At this time, there was only one hotel in Moscow up to “western standards,” and that was where any foreigners of any importance stayed. It was also where the phone company put me up. Every morning the large lobby would fill up with all these guests, awaiting their rides. You’d meet some interesting and unlikely people. One morning a well-dressed American exec introduced himself to me and we chatted while we waited. He was a recently retired U.S. Air Force three-star General, who had taken a job with an American technology company and was calling on some Soviet ministry. He showed interest in our work, putting up the first cellular network anywhere in the USSR, and wished me luck. I asked him what he had done on active duty. He had most recently headed the Defense Intelligence Agency. Well, I said, maybe you can share some insight on something I’ve been wondering about. In the couple weeks I’ve been here, I’ve walked around town a lot, and I’m amazed at the run-down condition of just about everything other than the Kremlin and this hotel, and at the emptiness of the few retail stores that seem to be open. And this is the CAPITAL CITY! I can’t help wonder how things are out in the provinces. “Right,” he says, “This whole place is in sad shape. Always has been.” So, sir, my question is this: We Americans have heard forever that the USSR is a huge threat, militarily and economically. Maybe, they’re pouring everything they’ve got into their military, but their economy is obviously on its knees, to my great surprise. I can think of only two ways that we could have gotten such incorrect information. One is that our intelligence agencies somehow just missed this obviously crumbling economy. The other is that they knew about it, and lied to us. I can’t help wonder which it was. He looked at me silently for a moment, and then excused himself.

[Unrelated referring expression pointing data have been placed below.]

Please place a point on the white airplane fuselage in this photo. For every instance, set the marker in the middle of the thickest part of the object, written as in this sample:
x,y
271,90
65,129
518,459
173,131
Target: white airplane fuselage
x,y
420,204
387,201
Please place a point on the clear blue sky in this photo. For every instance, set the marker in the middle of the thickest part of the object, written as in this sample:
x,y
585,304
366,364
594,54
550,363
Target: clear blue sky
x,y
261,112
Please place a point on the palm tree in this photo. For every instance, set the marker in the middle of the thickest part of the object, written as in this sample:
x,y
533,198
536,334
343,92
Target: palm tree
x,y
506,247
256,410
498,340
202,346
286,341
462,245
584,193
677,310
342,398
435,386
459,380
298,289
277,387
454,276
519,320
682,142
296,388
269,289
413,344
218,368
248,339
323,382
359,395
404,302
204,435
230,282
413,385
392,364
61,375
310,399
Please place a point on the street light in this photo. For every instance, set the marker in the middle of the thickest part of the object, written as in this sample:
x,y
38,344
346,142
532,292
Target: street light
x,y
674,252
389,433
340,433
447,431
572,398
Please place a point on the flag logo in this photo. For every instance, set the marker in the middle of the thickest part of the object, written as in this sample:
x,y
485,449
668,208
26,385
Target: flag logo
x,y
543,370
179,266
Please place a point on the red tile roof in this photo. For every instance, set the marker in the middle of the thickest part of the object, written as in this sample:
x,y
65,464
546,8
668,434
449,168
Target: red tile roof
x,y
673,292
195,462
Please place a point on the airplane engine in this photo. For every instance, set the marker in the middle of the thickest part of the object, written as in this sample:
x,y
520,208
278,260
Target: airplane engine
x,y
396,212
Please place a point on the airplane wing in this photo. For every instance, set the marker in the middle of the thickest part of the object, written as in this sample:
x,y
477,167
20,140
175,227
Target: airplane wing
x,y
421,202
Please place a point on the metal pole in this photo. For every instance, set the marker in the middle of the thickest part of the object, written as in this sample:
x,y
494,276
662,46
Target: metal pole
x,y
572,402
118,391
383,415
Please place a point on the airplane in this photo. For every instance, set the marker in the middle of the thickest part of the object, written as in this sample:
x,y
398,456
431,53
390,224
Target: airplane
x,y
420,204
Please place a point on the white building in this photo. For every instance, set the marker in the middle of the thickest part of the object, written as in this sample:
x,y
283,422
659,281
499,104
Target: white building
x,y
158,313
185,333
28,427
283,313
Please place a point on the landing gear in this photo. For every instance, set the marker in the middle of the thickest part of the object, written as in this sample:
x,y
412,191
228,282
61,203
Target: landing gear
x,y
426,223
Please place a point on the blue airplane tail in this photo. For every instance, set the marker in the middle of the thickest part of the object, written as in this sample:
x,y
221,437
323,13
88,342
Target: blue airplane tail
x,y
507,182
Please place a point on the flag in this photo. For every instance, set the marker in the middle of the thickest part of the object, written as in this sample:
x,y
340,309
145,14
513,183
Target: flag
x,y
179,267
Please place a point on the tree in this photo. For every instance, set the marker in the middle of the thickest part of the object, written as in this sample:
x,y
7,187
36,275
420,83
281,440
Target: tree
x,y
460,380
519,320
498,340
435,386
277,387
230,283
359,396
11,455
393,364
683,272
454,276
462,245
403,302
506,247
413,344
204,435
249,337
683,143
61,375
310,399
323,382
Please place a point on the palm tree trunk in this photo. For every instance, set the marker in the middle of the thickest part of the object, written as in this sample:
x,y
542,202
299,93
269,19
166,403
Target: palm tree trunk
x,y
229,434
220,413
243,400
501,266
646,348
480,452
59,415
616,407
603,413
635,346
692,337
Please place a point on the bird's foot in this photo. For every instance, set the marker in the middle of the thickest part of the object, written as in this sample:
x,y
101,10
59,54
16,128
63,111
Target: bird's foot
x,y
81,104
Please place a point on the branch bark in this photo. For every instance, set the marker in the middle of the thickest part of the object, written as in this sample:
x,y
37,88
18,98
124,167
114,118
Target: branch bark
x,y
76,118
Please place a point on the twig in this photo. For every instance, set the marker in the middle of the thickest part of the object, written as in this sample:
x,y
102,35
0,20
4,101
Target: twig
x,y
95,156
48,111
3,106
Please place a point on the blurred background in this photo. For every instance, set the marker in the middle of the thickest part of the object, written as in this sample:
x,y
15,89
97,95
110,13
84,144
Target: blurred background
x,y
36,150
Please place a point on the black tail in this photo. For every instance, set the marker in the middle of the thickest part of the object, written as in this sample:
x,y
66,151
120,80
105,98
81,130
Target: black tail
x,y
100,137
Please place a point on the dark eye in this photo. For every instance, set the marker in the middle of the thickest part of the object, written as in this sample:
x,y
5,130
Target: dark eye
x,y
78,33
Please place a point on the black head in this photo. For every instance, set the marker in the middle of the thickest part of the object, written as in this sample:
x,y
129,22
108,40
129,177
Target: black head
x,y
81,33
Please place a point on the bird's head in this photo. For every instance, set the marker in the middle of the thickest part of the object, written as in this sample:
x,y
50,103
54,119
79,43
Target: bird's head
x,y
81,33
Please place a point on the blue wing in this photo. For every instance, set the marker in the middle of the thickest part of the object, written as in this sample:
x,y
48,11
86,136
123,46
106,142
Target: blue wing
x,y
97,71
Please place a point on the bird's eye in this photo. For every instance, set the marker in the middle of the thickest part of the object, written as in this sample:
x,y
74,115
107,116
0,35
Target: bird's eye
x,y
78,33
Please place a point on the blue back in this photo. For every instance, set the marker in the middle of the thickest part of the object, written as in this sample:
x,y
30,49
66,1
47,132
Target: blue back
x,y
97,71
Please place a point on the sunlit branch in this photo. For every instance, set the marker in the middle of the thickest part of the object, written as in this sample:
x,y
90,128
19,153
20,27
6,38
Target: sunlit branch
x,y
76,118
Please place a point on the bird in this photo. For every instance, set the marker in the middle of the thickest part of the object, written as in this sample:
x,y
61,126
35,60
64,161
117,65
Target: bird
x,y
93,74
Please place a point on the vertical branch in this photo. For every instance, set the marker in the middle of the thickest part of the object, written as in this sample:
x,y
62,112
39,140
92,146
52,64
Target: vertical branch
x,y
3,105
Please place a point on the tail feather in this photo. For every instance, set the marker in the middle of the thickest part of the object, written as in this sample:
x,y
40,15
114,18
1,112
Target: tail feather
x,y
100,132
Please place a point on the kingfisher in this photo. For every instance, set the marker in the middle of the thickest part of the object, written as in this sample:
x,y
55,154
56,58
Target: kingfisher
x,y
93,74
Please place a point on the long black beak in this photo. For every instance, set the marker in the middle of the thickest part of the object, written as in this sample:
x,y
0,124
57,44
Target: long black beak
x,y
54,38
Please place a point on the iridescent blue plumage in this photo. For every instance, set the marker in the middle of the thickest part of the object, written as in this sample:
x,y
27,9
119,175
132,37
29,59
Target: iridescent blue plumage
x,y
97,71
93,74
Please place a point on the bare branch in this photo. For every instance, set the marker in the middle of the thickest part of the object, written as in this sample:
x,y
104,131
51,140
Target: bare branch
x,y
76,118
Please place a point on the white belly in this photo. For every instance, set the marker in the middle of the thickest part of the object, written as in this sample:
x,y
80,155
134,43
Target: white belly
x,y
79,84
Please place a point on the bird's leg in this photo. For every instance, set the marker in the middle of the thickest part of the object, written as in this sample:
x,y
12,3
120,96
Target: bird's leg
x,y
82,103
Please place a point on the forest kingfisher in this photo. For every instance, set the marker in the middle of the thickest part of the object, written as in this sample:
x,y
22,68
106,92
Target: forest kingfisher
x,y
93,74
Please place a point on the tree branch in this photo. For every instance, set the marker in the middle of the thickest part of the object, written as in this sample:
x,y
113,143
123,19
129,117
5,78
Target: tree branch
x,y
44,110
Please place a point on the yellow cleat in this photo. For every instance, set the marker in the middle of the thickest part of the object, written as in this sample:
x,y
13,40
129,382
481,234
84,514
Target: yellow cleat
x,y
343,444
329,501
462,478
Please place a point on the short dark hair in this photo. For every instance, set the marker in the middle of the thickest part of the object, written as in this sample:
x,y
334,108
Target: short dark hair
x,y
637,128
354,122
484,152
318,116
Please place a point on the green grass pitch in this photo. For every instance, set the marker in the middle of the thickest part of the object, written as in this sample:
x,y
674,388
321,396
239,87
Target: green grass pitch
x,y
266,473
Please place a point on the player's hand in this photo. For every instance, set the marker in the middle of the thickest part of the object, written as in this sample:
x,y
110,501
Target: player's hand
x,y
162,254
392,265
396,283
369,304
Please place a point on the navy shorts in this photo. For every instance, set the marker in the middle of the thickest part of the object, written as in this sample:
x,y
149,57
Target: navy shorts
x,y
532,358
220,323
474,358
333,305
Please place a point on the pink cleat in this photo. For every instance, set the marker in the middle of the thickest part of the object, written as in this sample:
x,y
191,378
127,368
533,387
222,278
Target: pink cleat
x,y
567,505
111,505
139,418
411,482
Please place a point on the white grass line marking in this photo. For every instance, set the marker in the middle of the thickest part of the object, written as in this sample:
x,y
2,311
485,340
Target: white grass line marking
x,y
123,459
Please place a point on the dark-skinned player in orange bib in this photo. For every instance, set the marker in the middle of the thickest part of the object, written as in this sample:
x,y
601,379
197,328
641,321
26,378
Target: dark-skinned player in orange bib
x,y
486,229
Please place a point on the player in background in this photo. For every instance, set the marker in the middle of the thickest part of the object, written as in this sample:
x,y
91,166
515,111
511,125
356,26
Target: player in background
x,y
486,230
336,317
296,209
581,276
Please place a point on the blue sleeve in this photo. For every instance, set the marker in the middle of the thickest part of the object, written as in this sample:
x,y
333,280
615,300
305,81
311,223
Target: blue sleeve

We closed the Moscow office for Christmas on 22 December, 1991, and we foreigners all went home. I returned to Moscow on 10 January, 1992, after Russian Christmas on 6 January. When I had left, a huge Soviet flag, the hammer and sickle on a red field, had flown over the Kremlin, and smaller ones of course flew all over town. This was the flag we of ’69 had prepared to defend Western Europe and our own country against, and many of us had expected to meet them in combat on the plains of Central Europe. When I returned to Moscow, the Soviet flag had disappeared everywhere, replaced by the tricolor flag of the Russian Republic. Our nemesis had disappeared, evaporated, gone, without a shot fired, and had been replaced by an entirely new-to-us country. It was eerie. And serene. And a wonderful outcome to a Cold War that could have gone much worse for us and for the world.

flag

Transition: U.S.S.R. to Russia     This 90-day cellular project ultimately morphed into an 18-month project with cellular systems not only in Moscow, but also in 11 other Russian cities. I got to visit most of them. Three – Vladivostok, Nizhny Novgorod (Gorky during the USSR), and Samara (Kubyshev during USSR) – had been “closed cities,” meaning that Soviets had needed special clearance to visit them, and visits by foreigners had been strictly forbidden. When they became part of Russia in January 1992, they were no longer closed. The timing of all this was such that in Samara and Vladivostok, my American delegation was among the very early foreign visitors, and possibly the first Americans to visit these cities. It was very cool, and felt important to be involved in opening these doors. Somewhat to my surprise, we were warmly welcomed wherever we went, with no trace of Cold War antipathy. I asked my closest Russian friend how this could be, after decades of mutually assured destruction, and he responded that the Russian people and the American people had shared a common enemy for many years, and now were at last together. I didn’t get his point, and asked whom he meant as our common enemy. His answer: The Communist Party of the Soviet Union. Oh, of course.

All this from having picked Russian as my #2 choice during Beast Barracks!